David Stainton Resigns from Paramount
David Stainton, president of Paramount Animation, has resigned for personal reasons, the studio announced Wednesday.
"We are grateful for the time David spent at the studio and we wish him well in his future endeavors," Paramount Motion Picture Group president Adam Goodman said in a statement.
Following Stainton's departure, Goodman will be in charge of the animation development team. A source close to Paramount said that while the studio will mount a search to hire a replacement for Stainton, there is no rush to do so because of Goodman's experience and comfort with managing animation projects.
VIDEO: Awards Season Animation Roundtable
Paramount's 2011 animated Western, Rango, featuring the voices of Johnny Depp and Isla Fisher, has grossed more than $240 million at the global box office and is an Oscar front-runner for best animated feature.
Also on the animation front: Paramount partnered with Sony on Steven Spielberg's The Adventures of Tintin, which has raked in $372 million worldwide. Goodman was Paramount's top creative executive on both Rango and Tintin.
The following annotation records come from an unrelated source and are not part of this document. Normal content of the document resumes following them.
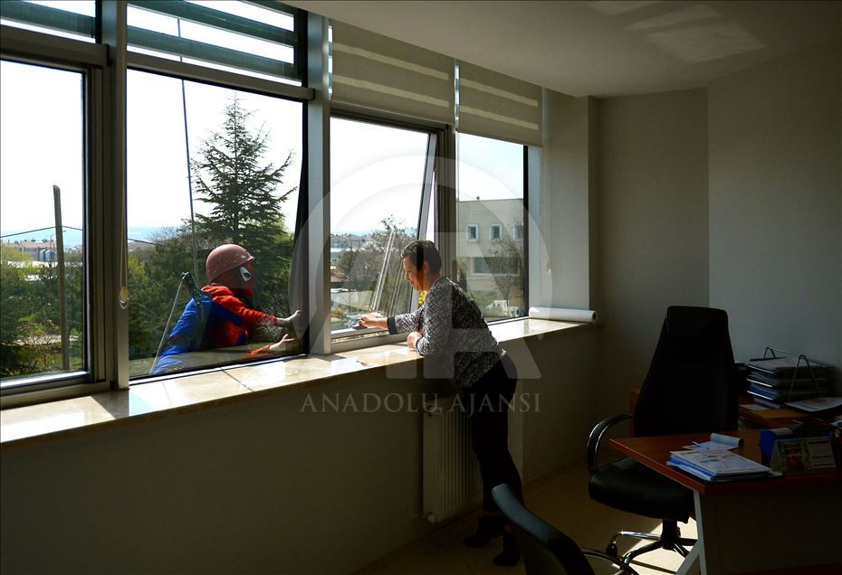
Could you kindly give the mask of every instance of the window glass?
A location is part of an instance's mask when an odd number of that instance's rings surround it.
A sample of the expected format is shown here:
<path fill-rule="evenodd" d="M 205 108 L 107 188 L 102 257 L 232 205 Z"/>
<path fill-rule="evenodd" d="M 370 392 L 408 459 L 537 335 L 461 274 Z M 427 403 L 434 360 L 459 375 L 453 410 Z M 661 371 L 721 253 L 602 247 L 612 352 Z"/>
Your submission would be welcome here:
<path fill-rule="evenodd" d="M 523 163 L 521 145 L 457 135 L 457 281 L 486 319 L 526 311 Z"/>
<path fill-rule="evenodd" d="M 129 49 L 301 85 L 294 18 L 285 10 L 223 0 L 129 5 Z"/>
<path fill-rule="evenodd" d="M 364 313 L 411 309 L 400 252 L 417 237 L 429 138 L 426 132 L 330 120 L 334 335 L 356 335 L 348 330 Z"/>
<path fill-rule="evenodd" d="M 294 335 L 301 104 L 129 71 L 127 117 L 130 374 L 300 351 L 263 348 Z"/>
<path fill-rule="evenodd" d="M 82 80 L 0 63 L 0 376 L 85 368 Z"/>

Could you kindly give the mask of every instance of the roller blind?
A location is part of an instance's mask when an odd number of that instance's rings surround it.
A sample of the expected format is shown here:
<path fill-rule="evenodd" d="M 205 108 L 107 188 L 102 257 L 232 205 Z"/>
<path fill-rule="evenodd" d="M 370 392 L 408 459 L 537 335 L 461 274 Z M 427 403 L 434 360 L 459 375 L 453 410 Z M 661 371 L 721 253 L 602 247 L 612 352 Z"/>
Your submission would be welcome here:
<path fill-rule="evenodd" d="M 459 62 L 461 132 L 541 146 L 541 86 Z"/>
<path fill-rule="evenodd" d="M 454 124 L 453 58 L 340 22 L 332 28 L 333 101 Z"/>

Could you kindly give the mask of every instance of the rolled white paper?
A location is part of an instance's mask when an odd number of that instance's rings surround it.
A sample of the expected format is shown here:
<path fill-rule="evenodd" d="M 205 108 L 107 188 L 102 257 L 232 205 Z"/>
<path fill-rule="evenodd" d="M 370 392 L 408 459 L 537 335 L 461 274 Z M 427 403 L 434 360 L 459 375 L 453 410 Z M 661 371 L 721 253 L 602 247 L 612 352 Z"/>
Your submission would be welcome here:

Stainton, who previously served as president of Walt Disney Feature Animation and joined Paramount in October, launched the studio's in-house animation unit in part to cope with the prospective loss of the studio's distribution deal with Jeffrey Katzenberg's Dreamworks Animation. Paramount has largely relied on Dreamworks Animation to fill the animation slots on its release schedule; Dreamworks Animation's deal with the studio expires at the end of this year.
Paramount, a unit of Viacom, announced the formation of its new animation division last July; the studio aims to release its first film in 2014, though it has not said what that project would be. Rango was the studio's first full-owned CGI animated movie. Paramount Animation has an initial target of one release per year; the film's will have budgets of up to $100 million.
Stainton rose to the post of president of Walt Disney Feature Animation during his 17-year stint with Disney. While there, he handled Disney's transition to fully digital animation production and oversaw the studio's animation facility in Paris. Prior to signing on with Paramount, Stainton headed Henry's World Media, a family entertainment producer he founded in 2007.